A malicious campaign of 30 Chrome extensions masquerading as AI assistants has infected over 300,000 users, stealing credentials, email content, and browsing data[1]. The extensions, dubbed “AiFrame” by LayerX researchers, share common infrastructure under the domain tapnetic[.]pro and use iframes to load remote content rather than implementing actual AI functionality[1:1].
Popular malicious extensions still available on the Chrome Web Store include:
- AI Sidebar (70,000 users)
- AI Assistant (60,000 users)
- ChatGPT Translate (30,000 users)
- AI GPT (20,000 users)
The extensions specifically target Gmail data through content scripts that extract email content, drafts, and thread text. They can also capture voice recordings using Web Speech API and transmit data to remote servers controlled by the operators[1:2].

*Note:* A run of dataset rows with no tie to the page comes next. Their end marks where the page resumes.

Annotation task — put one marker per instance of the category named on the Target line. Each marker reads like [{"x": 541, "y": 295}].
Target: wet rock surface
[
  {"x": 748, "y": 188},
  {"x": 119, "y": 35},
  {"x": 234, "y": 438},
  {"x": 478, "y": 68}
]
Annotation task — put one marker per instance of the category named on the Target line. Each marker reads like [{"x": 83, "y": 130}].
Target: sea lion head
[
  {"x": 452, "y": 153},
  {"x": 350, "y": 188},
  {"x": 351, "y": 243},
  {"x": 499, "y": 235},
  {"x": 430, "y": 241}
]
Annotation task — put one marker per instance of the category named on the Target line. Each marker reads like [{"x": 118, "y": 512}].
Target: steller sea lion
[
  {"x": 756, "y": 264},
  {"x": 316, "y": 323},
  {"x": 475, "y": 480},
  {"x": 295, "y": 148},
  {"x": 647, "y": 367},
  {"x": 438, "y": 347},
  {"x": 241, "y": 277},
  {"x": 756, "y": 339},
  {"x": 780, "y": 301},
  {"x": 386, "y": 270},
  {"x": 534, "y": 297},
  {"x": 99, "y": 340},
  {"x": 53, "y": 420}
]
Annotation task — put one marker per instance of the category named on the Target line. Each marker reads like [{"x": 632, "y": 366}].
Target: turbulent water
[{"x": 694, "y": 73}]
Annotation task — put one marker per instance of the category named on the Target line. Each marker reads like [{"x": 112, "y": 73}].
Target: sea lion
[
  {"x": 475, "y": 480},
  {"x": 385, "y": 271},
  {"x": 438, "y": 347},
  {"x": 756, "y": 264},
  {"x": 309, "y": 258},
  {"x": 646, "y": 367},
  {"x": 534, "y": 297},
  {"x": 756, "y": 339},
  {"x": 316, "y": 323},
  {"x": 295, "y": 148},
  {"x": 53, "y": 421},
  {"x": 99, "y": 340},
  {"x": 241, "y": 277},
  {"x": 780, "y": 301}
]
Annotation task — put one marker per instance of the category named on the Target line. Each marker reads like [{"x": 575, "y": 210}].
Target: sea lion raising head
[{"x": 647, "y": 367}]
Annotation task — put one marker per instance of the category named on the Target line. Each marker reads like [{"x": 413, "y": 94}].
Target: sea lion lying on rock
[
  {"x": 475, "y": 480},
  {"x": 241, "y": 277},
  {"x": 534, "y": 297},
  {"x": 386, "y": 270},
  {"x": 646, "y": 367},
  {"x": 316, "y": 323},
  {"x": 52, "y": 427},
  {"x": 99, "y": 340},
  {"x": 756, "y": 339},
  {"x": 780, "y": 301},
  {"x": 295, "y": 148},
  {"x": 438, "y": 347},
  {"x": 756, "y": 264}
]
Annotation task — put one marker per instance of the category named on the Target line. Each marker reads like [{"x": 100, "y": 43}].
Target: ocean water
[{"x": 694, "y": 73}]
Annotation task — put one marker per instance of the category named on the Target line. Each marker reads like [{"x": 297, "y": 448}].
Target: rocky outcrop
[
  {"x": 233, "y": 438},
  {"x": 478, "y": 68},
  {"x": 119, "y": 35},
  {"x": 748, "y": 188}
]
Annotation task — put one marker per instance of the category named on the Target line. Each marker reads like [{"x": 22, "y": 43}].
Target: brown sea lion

AI “assistants” stealing slightly more data than usual… Who would have thought?
The ‘AI assistant’ branding is doing real work here as a delivery vector — that’s the part worth paying attention to. These extensions don’t actually implement any AI functionality. They load iframes from remote infrastructure. The AI label just lowers the permission-grant friction because users expect AI tools to need broad access to ‘help’ them.
It’s the same social engineering pattern as fake AV software in the 2000s, updated for the current hype cycle. The Chrome Web Store still hosting several of these after the LayerX report is the more damning part of the story.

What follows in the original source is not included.